If the economy is doing well as measured by low unemployment and moderate to low inflation and prices, then the average balance in the consumer’s checking account falls to about $1,400. If the economy really heats up, then, in 2007 for example, the balance can fall below $1,000 since household revenue is doing well and need for liquidity is just a paycheck or two away.

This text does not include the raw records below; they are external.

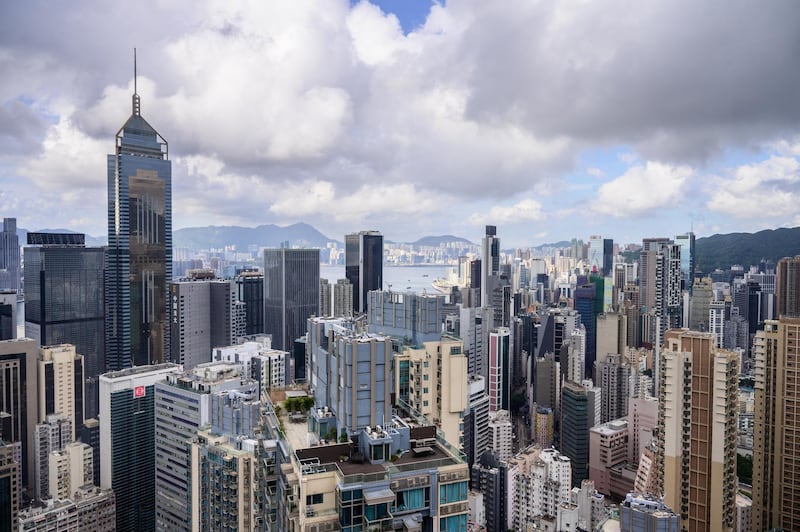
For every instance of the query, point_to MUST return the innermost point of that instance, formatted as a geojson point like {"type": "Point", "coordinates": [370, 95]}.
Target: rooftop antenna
{"type": "Point", "coordinates": [136, 103]}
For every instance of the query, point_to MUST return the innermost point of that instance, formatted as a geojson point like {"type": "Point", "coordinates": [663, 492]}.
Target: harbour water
{"type": "Point", "coordinates": [397, 278]}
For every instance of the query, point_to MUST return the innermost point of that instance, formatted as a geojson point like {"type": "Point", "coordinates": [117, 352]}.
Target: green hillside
{"type": "Point", "coordinates": [722, 251]}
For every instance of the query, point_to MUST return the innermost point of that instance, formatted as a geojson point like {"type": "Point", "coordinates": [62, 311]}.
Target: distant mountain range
{"type": "Point", "coordinates": [717, 251]}
{"type": "Point", "coordinates": [435, 241]}
{"type": "Point", "coordinates": [746, 249]}
{"type": "Point", "coordinates": [271, 235]}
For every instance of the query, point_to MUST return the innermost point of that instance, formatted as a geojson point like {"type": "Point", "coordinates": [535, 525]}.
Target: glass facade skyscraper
{"type": "Point", "coordinates": [139, 245]}
{"type": "Point", "coordinates": [9, 256]}
{"type": "Point", "coordinates": [127, 442]}
{"type": "Point", "coordinates": [291, 293]}
{"type": "Point", "coordinates": [363, 254]}
{"type": "Point", "coordinates": [64, 303]}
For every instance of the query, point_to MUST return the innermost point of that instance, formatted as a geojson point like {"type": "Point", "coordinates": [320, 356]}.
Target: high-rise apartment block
{"type": "Point", "coordinates": [787, 287]}
{"type": "Point", "coordinates": [580, 411]}
{"type": "Point", "coordinates": [539, 481]}
{"type": "Point", "coordinates": [476, 420]}
{"type": "Point", "coordinates": [642, 512]}
{"type": "Point", "coordinates": [53, 434]}
{"type": "Point", "coordinates": [291, 293]}
{"type": "Point", "coordinates": [350, 372]}
{"type": "Point", "coordinates": [613, 378]}
{"type": "Point", "coordinates": [499, 369]}
{"type": "Point", "coordinates": [19, 399]}
{"type": "Point", "coordinates": [139, 253]}
{"type": "Point", "coordinates": [269, 368]}
{"type": "Point", "coordinates": [363, 254]}
{"type": "Point", "coordinates": [8, 315]}
{"type": "Point", "coordinates": [224, 492]}
{"type": "Point", "coordinates": [500, 435]}
{"type": "Point", "coordinates": [432, 380]}
{"type": "Point", "coordinates": [413, 318]}
{"type": "Point", "coordinates": [776, 434]}
{"type": "Point", "coordinates": [182, 407]}
{"type": "Point", "coordinates": [69, 469]}
{"type": "Point", "coordinates": [686, 242]}
{"type": "Point", "coordinates": [250, 291]}
{"type": "Point", "coordinates": [490, 264]}
{"type": "Point", "coordinates": [127, 442]}
{"type": "Point", "coordinates": [64, 301]}
{"type": "Point", "coordinates": [601, 255]}
{"type": "Point", "coordinates": [9, 256]}
{"type": "Point", "coordinates": [205, 314]}
{"type": "Point", "coordinates": [697, 430]}
{"type": "Point", "coordinates": [489, 475]}
{"type": "Point", "coordinates": [61, 384]}
{"type": "Point", "coordinates": [335, 300]}
{"type": "Point", "coordinates": [10, 484]}
{"type": "Point", "coordinates": [660, 287]}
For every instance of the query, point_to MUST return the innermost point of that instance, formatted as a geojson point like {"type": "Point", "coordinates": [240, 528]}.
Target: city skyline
{"type": "Point", "coordinates": [595, 117]}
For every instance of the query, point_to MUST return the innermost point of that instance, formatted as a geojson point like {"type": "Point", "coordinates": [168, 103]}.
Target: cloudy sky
{"type": "Point", "coordinates": [547, 119]}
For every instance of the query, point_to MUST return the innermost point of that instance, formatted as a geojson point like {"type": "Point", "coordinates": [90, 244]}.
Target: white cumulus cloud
{"type": "Point", "coordinates": [643, 188]}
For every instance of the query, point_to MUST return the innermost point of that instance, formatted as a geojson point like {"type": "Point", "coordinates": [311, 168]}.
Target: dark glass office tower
{"type": "Point", "coordinates": [363, 255]}
{"type": "Point", "coordinates": [139, 245]}
{"type": "Point", "coordinates": [19, 397]}
{"type": "Point", "coordinates": [250, 291]}
{"type": "Point", "coordinates": [9, 256]}
{"type": "Point", "coordinates": [8, 314]}
{"type": "Point", "coordinates": [64, 301]}
{"type": "Point", "coordinates": [291, 293]}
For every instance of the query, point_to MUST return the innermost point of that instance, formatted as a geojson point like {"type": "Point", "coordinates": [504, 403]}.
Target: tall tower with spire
{"type": "Point", "coordinates": [139, 256]}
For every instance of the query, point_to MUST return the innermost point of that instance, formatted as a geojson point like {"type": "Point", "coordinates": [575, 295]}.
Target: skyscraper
{"type": "Point", "coordinates": [182, 406]}
{"type": "Point", "coordinates": [61, 382]}
{"type": "Point", "coordinates": [787, 289]}
{"type": "Point", "coordinates": [205, 315]}
{"type": "Point", "coordinates": [499, 369]}
{"type": "Point", "coordinates": [250, 291]}
{"type": "Point", "coordinates": [490, 264]}
{"type": "Point", "coordinates": [776, 441]}
{"type": "Point", "coordinates": [697, 429]}
{"type": "Point", "coordinates": [363, 257]}
{"type": "Point", "coordinates": [686, 242]}
{"type": "Point", "coordinates": [127, 442]}
{"type": "Point", "coordinates": [64, 301]}
{"type": "Point", "coordinates": [19, 399]}
{"type": "Point", "coordinates": [9, 485]}
{"type": "Point", "coordinates": [8, 315]}
{"type": "Point", "coordinates": [601, 255]}
{"type": "Point", "coordinates": [9, 256]}
{"type": "Point", "coordinates": [291, 293]}
{"type": "Point", "coordinates": [580, 406]}
{"type": "Point", "coordinates": [139, 245]}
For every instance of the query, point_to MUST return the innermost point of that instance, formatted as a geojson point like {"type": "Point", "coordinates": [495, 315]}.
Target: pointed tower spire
{"type": "Point", "coordinates": [136, 104]}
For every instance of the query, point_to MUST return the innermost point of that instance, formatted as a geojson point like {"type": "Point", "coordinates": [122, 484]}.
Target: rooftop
{"type": "Point", "coordinates": [139, 370]}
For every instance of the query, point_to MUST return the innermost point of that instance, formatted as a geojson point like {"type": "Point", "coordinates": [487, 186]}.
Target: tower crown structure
{"type": "Point", "coordinates": [139, 255]}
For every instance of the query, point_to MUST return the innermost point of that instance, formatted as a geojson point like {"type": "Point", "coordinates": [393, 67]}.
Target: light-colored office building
{"type": "Point", "coordinates": [127, 441]}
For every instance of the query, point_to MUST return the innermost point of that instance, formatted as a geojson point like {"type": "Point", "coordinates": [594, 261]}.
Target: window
{"type": "Point", "coordinates": [454, 523]}
{"type": "Point", "coordinates": [413, 499]}
{"type": "Point", "coordinates": [457, 491]}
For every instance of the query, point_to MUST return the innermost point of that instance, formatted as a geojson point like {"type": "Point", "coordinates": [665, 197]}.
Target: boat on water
{"type": "Point", "coordinates": [443, 285]}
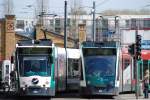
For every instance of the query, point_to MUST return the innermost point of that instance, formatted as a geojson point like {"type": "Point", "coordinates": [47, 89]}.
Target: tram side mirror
{"type": "Point", "coordinates": [12, 59]}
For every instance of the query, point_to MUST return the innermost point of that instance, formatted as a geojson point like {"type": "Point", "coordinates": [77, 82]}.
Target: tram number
{"type": "Point", "coordinates": [99, 90]}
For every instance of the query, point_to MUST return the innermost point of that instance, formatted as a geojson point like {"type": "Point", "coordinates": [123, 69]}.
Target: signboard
{"type": "Point", "coordinates": [145, 44]}
{"type": "Point", "coordinates": [10, 26]}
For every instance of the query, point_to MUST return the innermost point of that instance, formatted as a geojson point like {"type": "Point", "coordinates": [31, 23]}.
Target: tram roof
{"type": "Point", "coordinates": [108, 44]}
{"type": "Point", "coordinates": [32, 43]}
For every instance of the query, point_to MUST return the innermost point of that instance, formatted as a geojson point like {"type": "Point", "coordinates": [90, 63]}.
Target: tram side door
{"type": "Point", "coordinates": [140, 70]}
{"type": "Point", "coordinates": [149, 71]}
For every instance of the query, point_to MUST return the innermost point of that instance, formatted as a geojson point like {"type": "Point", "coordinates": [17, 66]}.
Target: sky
{"type": "Point", "coordinates": [56, 6]}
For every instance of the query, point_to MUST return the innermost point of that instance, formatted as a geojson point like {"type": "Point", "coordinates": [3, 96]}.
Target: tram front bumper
{"type": "Point", "coordinates": [36, 91]}
{"type": "Point", "coordinates": [99, 91]}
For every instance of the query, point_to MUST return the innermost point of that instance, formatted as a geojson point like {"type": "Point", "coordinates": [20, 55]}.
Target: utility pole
{"type": "Point", "coordinates": [65, 38]}
{"type": "Point", "coordinates": [65, 25]}
{"type": "Point", "coordinates": [93, 28]}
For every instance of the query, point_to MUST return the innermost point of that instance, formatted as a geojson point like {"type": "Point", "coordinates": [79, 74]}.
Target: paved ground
{"type": "Point", "coordinates": [76, 97]}
{"type": "Point", "coordinates": [132, 97]}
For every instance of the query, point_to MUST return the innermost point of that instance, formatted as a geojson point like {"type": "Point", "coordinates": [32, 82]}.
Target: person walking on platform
{"type": "Point", "coordinates": [146, 83]}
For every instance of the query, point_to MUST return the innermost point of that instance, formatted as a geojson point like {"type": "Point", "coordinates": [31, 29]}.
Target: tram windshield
{"type": "Point", "coordinates": [100, 69]}
{"type": "Point", "coordinates": [35, 66]}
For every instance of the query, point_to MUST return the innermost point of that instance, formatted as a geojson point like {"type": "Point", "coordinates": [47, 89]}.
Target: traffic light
{"type": "Point", "coordinates": [138, 47]}
{"type": "Point", "coordinates": [131, 49]}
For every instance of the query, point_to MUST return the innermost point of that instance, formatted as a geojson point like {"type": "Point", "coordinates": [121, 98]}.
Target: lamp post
{"type": "Point", "coordinates": [93, 27]}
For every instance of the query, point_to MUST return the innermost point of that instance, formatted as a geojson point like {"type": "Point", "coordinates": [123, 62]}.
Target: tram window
{"type": "Point", "coordinates": [73, 67]}
{"type": "Point", "coordinates": [126, 63]}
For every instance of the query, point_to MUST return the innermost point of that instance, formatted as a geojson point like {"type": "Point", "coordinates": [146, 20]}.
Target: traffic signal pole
{"type": "Point", "coordinates": [135, 64]}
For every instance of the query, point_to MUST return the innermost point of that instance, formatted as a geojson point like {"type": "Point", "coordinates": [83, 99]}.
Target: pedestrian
{"type": "Point", "coordinates": [146, 83]}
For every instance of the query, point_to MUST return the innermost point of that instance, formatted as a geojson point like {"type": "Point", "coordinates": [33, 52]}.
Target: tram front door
{"type": "Point", "coordinates": [142, 67]}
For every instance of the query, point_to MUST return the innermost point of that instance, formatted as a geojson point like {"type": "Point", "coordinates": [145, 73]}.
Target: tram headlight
{"type": "Point", "coordinates": [47, 82]}
{"type": "Point", "coordinates": [88, 82]}
{"type": "Point", "coordinates": [24, 83]}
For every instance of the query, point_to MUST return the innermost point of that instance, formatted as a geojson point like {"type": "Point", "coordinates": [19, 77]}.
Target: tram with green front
{"type": "Point", "coordinates": [100, 68]}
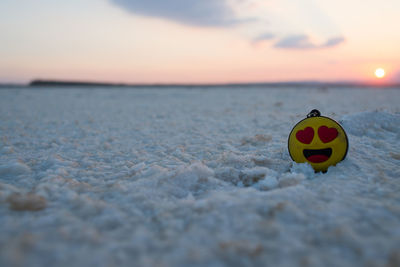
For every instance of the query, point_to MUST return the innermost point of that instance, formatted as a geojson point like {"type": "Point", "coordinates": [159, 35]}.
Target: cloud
{"type": "Point", "coordinates": [264, 37]}
{"type": "Point", "coordinates": [303, 41]}
{"type": "Point", "coordinates": [204, 13]}
{"type": "Point", "coordinates": [334, 42]}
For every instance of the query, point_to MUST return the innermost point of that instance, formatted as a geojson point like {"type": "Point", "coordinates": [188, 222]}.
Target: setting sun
{"type": "Point", "coordinates": [379, 73]}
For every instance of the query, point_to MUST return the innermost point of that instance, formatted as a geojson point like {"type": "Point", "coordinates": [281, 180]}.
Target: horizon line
{"type": "Point", "coordinates": [87, 83]}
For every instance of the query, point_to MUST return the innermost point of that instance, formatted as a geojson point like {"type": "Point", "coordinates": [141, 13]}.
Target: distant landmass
{"type": "Point", "coordinates": [61, 83]}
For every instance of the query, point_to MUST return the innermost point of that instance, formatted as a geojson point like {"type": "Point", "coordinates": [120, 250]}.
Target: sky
{"type": "Point", "coordinates": [199, 41]}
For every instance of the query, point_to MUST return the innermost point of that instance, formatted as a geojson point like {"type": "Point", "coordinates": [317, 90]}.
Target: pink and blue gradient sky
{"type": "Point", "coordinates": [199, 41]}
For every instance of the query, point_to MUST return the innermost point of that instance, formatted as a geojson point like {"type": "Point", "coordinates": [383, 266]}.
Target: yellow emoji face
{"type": "Point", "coordinates": [318, 140]}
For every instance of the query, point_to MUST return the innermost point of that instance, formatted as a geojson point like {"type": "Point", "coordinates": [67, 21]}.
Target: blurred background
{"type": "Point", "coordinates": [200, 42]}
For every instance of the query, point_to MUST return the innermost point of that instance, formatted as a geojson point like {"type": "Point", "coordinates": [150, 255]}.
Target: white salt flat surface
{"type": "Point", "coordinates": [195, 177]}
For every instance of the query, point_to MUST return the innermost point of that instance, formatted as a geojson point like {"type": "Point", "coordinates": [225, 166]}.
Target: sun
{"type": "Point", "coordinates": [379, 73]}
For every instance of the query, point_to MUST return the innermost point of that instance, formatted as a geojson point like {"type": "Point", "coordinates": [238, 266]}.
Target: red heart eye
{"type": "Point", "coordinates": [327, 134]}
{"type": "Point", "coordinates": [305, 136]}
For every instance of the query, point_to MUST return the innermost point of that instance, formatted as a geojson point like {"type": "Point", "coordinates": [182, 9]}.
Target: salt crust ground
{"type": "Point", "coordinates": [197, 177]}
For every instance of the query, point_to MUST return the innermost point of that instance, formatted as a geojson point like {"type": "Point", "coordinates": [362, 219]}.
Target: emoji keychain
{"type": "Point", "coordinates": [318, 140]}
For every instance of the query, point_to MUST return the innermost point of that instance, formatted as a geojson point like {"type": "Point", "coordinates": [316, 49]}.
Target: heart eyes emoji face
{"type": "Point", "coordinates": [320, 141]}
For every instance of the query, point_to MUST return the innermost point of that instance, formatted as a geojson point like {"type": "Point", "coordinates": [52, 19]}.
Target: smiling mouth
{"type": "Point", "coordinates": [317, 155]}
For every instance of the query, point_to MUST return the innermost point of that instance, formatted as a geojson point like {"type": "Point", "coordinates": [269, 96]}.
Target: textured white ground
{"type": "Point", "coordinates": [196, 177]}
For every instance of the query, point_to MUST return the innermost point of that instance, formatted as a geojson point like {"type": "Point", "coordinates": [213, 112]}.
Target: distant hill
{"type": "Point", "coordinates": [302, 84]}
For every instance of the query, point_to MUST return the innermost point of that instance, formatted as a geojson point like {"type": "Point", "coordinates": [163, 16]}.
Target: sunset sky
{"type": "Point", "coordinates": [199, 41]}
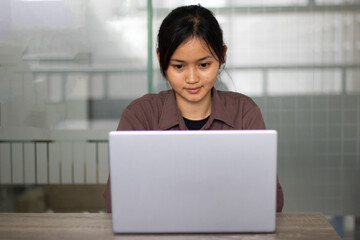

For some consumers, the tactic of holding more cash may be a way for them to ward off overdraft fees, a major source of revenue for many big banks. Others may be holding more cash to avoid fees and meet minimum balance requirements some banks are instituting for checking accounts, says Greg McBride, chief financial analyst for But many people are probably building an emergency fund so that they can cover their bills if they fall on hard times, Moebs says. "They’re saying 'let’s be cautious, let’s not use all of that money,'" he says. Of course, some advisers argue it may not be smart to hold too much cash in a checking account, where the money is likely to earn barely any interest. But, as Moebs points out, consumers who are counting on using the money soon may not want to risk sticking the cash in the stock market, and probably aren't impressed with today's low bond yields.